Pathologic germ line mutations that predispose patients to cancer are estimated to occur in 4-30% of all pediatric oncology cases. In addition to leukemia specific familial predisposition syndromes, children with rare constitutional syndromes, heterogeneous dysmorphic syndromes, and multiple-cancer hereditary predisposition syndromes are all at an increased risk for hematologic malignancies.
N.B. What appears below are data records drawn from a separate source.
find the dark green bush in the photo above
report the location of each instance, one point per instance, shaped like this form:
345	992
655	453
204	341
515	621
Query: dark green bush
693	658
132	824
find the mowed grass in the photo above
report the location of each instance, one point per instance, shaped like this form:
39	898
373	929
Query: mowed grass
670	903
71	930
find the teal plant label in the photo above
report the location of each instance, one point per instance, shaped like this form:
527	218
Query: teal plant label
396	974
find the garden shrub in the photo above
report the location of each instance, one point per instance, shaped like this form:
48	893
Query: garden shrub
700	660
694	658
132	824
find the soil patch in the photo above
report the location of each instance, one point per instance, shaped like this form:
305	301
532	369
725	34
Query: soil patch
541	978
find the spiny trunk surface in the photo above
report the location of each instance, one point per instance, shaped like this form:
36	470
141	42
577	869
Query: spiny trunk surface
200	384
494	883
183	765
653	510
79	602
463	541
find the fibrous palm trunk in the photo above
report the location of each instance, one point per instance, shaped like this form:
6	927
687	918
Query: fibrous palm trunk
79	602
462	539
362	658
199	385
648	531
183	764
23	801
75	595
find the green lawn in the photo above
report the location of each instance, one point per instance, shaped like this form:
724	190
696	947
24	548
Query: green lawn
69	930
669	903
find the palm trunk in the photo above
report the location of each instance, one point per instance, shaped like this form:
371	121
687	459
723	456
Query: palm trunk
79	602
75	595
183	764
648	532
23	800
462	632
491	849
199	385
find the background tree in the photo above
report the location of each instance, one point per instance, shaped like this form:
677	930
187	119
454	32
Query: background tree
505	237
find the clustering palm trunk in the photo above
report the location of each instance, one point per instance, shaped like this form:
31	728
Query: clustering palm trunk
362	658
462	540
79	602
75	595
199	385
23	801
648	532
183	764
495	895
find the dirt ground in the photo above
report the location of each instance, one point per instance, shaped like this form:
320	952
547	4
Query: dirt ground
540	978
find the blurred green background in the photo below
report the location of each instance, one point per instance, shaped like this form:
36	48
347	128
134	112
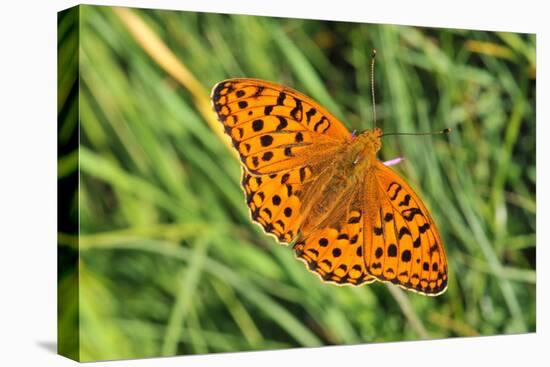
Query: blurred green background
169	261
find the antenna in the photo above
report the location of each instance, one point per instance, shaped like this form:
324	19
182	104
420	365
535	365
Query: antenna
373	58
444	131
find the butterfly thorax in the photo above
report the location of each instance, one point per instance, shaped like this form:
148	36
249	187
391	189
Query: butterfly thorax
361	153
336	183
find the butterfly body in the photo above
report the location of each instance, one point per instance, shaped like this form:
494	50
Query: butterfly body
309	182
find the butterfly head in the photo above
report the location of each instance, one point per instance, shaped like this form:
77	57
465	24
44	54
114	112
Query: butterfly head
370	140
365	146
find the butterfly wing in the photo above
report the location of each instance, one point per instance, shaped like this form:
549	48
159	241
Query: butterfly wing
275	128
334	250
403	243
284	140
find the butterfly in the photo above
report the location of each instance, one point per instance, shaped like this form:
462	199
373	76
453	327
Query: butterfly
309	182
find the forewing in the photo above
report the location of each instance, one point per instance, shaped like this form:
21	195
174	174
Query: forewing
275	128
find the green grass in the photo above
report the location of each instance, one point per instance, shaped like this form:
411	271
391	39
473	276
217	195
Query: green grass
170	262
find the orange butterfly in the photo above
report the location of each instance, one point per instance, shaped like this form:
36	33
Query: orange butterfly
308	180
However, to date no genome-wide analysis has been done to define the range of germ line mutations that occur in pediatric patients with hematological malignancies.
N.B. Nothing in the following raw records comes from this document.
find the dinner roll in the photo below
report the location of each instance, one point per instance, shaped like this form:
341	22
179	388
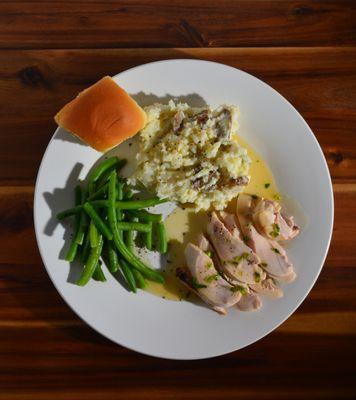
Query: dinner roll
103	115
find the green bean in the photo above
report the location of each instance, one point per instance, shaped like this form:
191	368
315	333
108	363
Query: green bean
91	263
123	205
162	238
93	234
128	194
113	261
72	252
99	223
98	274
100	192
86	248
120	245
148	237
91	188
129	235
133	226
83	221
119	214
128	274
146	216
101	168
140	280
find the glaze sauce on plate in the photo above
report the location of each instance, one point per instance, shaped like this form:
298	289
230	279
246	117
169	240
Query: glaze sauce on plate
184	224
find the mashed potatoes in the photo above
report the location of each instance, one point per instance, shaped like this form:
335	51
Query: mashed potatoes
190	155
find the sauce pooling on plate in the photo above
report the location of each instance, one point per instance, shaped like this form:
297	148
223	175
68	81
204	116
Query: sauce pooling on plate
184	224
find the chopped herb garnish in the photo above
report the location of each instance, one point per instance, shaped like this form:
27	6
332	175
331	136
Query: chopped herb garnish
263	265
275	230
211	278
240	289
197	285
245	238
238	259
257	277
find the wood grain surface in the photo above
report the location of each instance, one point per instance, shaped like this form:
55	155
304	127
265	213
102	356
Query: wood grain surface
50	50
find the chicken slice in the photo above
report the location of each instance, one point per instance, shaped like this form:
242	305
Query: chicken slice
205	280
236	260
249	302
271	222
203	243
229	221
273	257
267	287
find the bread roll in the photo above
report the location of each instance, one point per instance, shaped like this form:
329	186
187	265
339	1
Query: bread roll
103	115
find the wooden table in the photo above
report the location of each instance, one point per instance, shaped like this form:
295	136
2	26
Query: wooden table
50	50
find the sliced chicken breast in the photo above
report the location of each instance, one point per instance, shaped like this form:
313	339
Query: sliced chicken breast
249	302
271	222
267	287
236	260
273	257
204	279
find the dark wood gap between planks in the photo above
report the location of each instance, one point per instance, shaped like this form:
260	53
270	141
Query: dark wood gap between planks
97	24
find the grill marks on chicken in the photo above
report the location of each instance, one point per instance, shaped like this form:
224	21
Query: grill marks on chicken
240	258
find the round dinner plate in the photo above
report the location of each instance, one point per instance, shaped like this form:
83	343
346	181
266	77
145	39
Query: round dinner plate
181	329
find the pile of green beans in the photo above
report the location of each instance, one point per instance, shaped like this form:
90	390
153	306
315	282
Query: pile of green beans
106	221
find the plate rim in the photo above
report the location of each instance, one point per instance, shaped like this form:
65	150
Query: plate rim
310	285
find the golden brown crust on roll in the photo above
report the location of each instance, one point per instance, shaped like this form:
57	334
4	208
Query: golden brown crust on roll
103	115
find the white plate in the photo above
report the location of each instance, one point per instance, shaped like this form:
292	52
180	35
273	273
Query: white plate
182	330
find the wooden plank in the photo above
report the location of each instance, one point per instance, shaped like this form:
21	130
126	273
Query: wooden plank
319	82
97	24
72	362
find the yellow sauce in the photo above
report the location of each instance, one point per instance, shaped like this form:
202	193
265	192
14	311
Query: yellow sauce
183	226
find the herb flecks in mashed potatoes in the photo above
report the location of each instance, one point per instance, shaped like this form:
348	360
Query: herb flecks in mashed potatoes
191	155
To determine the frequency of pediatric cancer patients that have germ line variants of pathological significance in genes that predisposed to cancer, we analyzed the germ line and tumor DNA from 1120 pediatric cancer patients that were enrolled in the St. Jude – Washington University Pediatric Cancer Genome Project (PCGP). Samples were analyzed by whole-genome sequencing (n = 595), whole-exome sequencing (n = 456), or both (n = 69). Single nucleotide variants (SNVs), insertions/deletions (indels), structural variations (SV) and copy number alterations (CNAs) were detected using our analytical pipeline and all single nucleotide polymorphisms (SNPs) previously identified in non-cancer populations were filtered out. Our analysis then focused on the 23 cancer predisposition genes recently recommended for germ line analysis by the American College of Genetics and Genomics, along with an additional 8 genes that have been previously shown to predispose to pediatric cancer at a high penetrance. All variants in these 31 genes were classified as pathologic, likely pathologic, uncertain significance, likely benign, and benign based on literature review and in-silico predictions on the effect of novel mutations. An expanded analysis including a total of 565 genes known to play a role in oncogenesis was also evaluated.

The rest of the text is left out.